Another example (e.g., example 2) relates to a previously described example (e.g., example 1), wherein the sibling task is a virtual thread of the sibling VM.
Another example (e.g., example 3) relates to a previously described example (e.g., examples 1-2), further comprising obtaining workload information on the sibling task from the sibling VM.
Another example (e.g., example 4) relates to a previously described example (e.g., example 3), wherein the primary VM scheduler chooses the broker task to run based on the workload information.
Another example (e.g., example 5) relates to a previously described example (e.g., examples 1-4), further comprising computing a predictive time slice for the broker task and the corresponding sibling task; and communicating the predictive time slice to the hypervisor when the broker task is chosen to run by the primary VM scheduler.
Another example (e.g., example 6) relates to a previously described example (e.g., example 5), wherein the predictive time slice is computed based on timing information obtained from the hypervisor.
Another example (e.g., example 7) relates to a previously described example (e.g., example 6), wherein the timing information comprises a nice value of the broker task and queue information of a hypervisor scheduler.
Another example (e.g., example 8) relates to a previously described example (e.g., examples 5-7), further comprising obtaining a cumulative run time of the sibling task and notifying the hypervisor to preempt the sibling task when the cumulative run time exceeds the predictive time slice.
An example (e.g., example 9) relates to a method for a hypervisor to schedule a plurality of tasks from a primary VM and a sibling VM. The method comprising: creating a sibling task requested by the sibling VM, wherein the sibling task comprises a hypervisor task ID created by the hypervisor; communicating the hypervisor task ID to the primary VM; obtaining a mapping of a broker task to the corresponding hypervisor task ID of the sibling task; and running the sibling task when notified by the primary VM; wherein the broker task triggers the running of the sibling task according to the mapping.
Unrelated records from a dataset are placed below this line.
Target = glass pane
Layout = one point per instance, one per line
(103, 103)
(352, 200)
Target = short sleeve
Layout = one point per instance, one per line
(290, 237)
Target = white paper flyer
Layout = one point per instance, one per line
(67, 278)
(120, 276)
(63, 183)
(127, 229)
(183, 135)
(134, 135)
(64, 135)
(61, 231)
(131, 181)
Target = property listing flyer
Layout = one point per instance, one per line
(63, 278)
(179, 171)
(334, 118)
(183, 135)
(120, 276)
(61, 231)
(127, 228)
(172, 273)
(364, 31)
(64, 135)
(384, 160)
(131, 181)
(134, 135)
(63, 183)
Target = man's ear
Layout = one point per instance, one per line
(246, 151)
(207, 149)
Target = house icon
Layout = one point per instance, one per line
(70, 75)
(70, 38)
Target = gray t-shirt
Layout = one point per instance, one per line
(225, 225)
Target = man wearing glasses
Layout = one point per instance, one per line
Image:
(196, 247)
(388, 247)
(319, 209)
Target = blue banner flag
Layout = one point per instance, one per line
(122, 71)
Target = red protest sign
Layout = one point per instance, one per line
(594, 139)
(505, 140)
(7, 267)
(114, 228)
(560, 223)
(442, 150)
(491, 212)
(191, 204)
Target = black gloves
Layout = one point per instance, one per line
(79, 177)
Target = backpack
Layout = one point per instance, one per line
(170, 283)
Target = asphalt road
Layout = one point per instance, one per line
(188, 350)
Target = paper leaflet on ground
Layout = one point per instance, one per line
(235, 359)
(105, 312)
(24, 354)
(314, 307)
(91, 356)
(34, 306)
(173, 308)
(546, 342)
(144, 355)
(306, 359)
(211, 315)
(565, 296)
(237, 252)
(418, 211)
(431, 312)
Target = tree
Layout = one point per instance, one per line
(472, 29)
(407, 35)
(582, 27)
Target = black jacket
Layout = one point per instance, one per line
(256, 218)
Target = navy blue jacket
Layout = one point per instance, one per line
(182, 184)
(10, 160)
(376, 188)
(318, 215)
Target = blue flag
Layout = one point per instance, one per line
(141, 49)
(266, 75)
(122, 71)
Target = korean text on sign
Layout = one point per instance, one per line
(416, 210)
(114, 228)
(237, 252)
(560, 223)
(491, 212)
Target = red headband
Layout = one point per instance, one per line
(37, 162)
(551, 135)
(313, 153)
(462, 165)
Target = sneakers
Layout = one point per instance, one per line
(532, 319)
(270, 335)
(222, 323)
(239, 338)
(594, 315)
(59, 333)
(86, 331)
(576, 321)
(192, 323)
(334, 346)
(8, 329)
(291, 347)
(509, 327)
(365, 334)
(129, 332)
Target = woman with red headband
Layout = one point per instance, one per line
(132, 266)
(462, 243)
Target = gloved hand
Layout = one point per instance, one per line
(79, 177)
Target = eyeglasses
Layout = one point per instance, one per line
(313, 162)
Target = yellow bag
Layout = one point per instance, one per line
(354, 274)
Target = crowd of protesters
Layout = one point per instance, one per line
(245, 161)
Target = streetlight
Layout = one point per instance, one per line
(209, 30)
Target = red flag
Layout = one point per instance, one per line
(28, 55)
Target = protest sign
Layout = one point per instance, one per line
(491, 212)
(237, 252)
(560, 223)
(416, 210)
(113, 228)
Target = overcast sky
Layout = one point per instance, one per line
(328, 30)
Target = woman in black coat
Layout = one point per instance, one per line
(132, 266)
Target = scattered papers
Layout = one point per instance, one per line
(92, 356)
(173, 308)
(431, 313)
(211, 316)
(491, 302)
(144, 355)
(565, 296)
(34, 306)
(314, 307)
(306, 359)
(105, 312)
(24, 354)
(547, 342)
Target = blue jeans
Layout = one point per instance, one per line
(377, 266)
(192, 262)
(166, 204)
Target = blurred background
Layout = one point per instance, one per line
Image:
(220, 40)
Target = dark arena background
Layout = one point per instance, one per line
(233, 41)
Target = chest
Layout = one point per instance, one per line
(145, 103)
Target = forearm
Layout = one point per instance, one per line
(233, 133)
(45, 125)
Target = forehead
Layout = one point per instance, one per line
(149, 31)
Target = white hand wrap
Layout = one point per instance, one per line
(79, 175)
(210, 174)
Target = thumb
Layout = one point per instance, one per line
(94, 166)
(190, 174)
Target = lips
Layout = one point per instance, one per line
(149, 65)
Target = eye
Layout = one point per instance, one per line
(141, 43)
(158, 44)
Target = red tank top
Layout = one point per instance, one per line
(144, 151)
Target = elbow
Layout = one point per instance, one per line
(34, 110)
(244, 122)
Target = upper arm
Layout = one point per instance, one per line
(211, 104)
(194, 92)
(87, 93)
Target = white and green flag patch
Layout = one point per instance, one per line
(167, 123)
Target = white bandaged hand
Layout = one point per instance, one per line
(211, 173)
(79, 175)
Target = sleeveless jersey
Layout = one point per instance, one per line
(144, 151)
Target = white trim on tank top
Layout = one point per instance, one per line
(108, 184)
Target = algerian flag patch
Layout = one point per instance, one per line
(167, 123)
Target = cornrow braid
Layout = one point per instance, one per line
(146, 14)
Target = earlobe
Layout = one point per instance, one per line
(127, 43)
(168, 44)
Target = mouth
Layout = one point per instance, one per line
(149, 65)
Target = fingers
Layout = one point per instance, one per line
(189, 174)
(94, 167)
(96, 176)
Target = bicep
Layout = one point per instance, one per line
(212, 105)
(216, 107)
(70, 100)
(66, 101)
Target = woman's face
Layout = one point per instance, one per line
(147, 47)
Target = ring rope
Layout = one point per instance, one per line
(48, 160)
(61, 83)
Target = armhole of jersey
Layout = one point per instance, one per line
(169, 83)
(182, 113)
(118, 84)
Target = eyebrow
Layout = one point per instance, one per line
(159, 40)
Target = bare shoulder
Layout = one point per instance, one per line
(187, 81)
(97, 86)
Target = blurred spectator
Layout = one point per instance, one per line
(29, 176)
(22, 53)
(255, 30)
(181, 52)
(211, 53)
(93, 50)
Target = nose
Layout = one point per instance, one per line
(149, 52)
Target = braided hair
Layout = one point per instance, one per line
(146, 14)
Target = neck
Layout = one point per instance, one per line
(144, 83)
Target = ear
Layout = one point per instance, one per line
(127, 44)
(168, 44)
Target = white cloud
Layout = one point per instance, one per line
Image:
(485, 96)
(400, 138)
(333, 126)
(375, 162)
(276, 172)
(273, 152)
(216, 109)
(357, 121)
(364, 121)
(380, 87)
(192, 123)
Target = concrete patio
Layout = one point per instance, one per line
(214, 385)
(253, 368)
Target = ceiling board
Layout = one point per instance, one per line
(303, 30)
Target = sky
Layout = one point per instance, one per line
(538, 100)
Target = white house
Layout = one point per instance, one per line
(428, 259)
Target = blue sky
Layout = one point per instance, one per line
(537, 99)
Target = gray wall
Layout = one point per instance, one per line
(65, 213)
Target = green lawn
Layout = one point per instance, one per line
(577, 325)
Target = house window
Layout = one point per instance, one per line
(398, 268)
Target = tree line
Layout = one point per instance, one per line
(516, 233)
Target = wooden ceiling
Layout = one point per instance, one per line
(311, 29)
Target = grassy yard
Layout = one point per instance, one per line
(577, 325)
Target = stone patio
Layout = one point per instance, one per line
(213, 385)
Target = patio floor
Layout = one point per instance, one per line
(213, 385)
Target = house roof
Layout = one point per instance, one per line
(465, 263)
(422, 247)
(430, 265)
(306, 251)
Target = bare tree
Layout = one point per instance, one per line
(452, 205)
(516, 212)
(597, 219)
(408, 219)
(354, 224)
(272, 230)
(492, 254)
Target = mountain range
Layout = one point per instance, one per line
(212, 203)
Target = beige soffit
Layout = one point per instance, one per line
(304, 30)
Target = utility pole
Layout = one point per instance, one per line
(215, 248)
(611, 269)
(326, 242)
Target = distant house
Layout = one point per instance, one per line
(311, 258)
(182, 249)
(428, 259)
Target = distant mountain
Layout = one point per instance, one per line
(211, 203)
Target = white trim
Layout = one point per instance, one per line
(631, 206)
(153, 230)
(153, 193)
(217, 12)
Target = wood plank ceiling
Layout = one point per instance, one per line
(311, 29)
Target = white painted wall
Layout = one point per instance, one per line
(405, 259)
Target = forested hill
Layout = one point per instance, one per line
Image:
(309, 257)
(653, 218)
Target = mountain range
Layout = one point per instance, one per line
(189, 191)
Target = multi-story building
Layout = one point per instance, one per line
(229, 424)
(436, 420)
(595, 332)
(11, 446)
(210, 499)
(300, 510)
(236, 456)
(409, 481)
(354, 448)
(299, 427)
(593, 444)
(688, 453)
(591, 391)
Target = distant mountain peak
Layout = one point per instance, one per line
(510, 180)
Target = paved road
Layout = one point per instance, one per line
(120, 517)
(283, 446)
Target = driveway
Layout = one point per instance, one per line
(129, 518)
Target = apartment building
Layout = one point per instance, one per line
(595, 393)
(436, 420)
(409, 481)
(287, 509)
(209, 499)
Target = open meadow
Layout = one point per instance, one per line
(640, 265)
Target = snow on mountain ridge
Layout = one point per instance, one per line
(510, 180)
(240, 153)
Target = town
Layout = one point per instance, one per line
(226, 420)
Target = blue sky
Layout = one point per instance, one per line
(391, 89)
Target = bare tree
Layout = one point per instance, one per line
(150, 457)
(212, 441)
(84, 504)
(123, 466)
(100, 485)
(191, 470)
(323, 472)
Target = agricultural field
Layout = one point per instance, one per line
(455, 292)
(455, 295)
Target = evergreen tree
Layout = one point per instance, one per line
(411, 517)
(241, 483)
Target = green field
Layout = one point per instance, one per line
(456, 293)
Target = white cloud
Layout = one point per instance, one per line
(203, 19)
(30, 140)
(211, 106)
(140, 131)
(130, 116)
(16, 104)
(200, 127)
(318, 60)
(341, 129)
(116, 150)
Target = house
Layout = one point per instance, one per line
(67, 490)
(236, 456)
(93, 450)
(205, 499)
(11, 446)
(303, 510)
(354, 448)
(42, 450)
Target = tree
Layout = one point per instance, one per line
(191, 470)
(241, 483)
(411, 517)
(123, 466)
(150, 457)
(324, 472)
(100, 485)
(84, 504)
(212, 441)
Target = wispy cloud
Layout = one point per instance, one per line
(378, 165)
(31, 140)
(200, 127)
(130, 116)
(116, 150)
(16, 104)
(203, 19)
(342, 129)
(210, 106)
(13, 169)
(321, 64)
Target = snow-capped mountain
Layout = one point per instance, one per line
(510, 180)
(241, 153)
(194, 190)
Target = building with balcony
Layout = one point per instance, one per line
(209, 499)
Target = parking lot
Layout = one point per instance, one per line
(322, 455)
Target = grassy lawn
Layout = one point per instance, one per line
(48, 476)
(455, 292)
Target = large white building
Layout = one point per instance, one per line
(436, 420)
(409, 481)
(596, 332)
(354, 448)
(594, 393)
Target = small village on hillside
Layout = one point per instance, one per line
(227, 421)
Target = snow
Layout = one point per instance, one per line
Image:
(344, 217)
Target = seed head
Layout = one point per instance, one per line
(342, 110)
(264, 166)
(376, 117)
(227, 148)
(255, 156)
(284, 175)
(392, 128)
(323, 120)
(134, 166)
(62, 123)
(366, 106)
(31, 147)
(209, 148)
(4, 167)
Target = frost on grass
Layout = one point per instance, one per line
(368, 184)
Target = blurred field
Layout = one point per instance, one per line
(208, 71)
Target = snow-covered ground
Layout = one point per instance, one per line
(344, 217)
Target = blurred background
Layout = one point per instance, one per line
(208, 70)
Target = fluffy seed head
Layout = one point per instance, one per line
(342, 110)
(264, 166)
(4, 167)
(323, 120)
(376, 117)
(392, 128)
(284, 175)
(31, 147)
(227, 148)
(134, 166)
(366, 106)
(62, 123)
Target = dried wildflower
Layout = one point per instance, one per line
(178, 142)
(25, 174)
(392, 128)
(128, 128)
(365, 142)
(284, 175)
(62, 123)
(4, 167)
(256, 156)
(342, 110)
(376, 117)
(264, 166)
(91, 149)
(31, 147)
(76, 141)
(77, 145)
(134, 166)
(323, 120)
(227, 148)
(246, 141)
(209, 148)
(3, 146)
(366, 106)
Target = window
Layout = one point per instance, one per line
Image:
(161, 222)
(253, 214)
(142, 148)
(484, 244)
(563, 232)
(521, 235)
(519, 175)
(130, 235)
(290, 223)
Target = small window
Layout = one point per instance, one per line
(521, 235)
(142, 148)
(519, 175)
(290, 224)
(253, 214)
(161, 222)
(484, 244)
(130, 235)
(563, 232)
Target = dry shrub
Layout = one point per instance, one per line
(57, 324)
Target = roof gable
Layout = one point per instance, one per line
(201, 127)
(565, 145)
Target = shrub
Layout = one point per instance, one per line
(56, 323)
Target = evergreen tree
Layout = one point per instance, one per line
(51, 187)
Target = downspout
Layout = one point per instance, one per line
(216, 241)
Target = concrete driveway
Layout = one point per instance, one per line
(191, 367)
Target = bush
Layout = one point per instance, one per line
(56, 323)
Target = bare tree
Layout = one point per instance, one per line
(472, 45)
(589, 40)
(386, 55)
Another example (e.g., example 10) relates to a previously described example (e.g., example 9), wherein the sibling task is a virtual thread of the sibling VM.
Another example (e.g., example 11) relates to a previously described example (e.g., examples 9-10), further comprising providing timing information to the primary VM.
Another example (e.g., example 12) relates to a previously described example (e.g., example 11), wherein the timing information on the sibling task comprises a nice value of the broker task and queue information of a hypervisor scheduler.
Another example (e.g., example 13) relates to a previously described example (e.g., examples 11 or 12), further comprising receiving a predictive time slice for the broker task based on the timing information, wherein the broker task triggers the running of the sibling task according to the predictive time slice.
Another example (e.g., example 14) relates to a previously described example (e.g., examples 9-13), further comprising providing a cumulative run time of the sibling task to the primary VM.
Another example (e.g., example 15) relates to a previously described example (e.g., examples 1-14), wherein the primary VM communicates with the hypervisor via a set of virtual registers.
Another example (e.g., example 16) relates to a previously described example (e.g., example 15), wherein the primary VM both receives the hypervisor ID and provides the mapping via the set of virtual registers.
Another example (e.g., example 17) relates to a previously described example (e.g., examples 15 or 16), wherein the virtual registers are virtual model-specific registers defined by a virtual machine monitor.
Another example (e.g., example 18) relates to a previously described example (e.g., examples 1-17), wherein the primary VM resides on a system further comprising the sibling VM and the hypervisor, and wherein the primary VM administrates the system, controls allocation of the system's resources, and manages the creation and destruction of the sibling VM.
Another example (e.g., example 19) relates to a previously described example (e.g., examples 1-18), wherein the primary VM and the sibling VM are deprivileged.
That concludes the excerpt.